Magic Realism and Walter Phillips
Applying magic realism – a term closely linked with Latin American literature – to the work of Walter Phillips, an English-born settler living in early-twentieth century Canada, may seem unexpected. His solemn landscapes of tree-ringed lakes, mossy forests, and stately mountains, rendered in lines both delicate and incisive, seem rooted in a realist and naturalist tradition, untouched by the fantastical.
Magic realism was coined by German art critic and photographer Franz Roh in 1925 to describe a surge of post-Expressionist art that returned to realism but retained undercurrents of the extraordinary. Over time, Latin American writers and critics extended the term to define a literary genre that challenged Eurocentric assumptions of time, space, dimensionality, objectivity and what counts as “real.” Because of its distortion of reality, magic realism has often been used to read artworks by Indigenous artists. Unlike surrealism, fantasy, or the gothic – which foreground dream states, inner worlds, the macabre and grotesque – magic realism manifests itself through the mundane.

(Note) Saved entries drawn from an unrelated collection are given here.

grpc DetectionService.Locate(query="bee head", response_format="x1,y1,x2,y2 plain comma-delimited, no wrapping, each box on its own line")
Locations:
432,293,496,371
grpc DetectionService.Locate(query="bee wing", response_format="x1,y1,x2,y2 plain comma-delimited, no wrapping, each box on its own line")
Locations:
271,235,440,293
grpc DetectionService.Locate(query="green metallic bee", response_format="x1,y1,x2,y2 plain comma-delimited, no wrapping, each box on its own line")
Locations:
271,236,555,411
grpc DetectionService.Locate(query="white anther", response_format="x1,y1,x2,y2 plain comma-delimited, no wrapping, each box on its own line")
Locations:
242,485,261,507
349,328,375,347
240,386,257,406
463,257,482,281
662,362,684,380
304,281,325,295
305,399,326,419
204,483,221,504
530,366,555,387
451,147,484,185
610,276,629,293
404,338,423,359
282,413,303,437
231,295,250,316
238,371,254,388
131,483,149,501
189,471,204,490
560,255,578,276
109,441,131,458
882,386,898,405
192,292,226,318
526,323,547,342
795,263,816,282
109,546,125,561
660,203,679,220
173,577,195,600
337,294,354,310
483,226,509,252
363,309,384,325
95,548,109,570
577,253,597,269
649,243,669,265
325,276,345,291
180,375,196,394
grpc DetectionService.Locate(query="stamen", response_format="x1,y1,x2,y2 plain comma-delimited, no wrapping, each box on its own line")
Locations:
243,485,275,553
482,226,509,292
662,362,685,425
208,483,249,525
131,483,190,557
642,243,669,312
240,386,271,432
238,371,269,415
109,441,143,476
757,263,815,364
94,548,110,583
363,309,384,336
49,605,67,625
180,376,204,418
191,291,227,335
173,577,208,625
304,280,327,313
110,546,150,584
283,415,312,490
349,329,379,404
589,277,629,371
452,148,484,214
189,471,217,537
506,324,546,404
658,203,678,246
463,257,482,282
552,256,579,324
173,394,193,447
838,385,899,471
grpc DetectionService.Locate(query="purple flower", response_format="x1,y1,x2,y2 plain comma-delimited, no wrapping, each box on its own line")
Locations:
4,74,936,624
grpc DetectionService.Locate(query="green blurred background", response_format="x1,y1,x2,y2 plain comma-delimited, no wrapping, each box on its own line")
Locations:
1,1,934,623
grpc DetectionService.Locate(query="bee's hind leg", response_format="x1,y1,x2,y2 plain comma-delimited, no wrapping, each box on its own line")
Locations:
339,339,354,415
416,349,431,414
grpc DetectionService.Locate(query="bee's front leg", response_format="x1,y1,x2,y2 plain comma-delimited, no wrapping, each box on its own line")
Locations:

This exhibition presents the work of Walter Phillips alongside other Canadian artists whose representational artworks lean toward realism, yet subtly (or not so subtly) unsettle the familiar through unexpected formal strategies, unusual subject matter, or the capacity to evoke wonder and unease. Bringing Phillips into dialogue with these selected works from the WAG’s collection prompts us to view his landscapes through the lens of magic realism, to find moments of slippage, or fracturing, that unsettles our assumptions of reality and the familiar.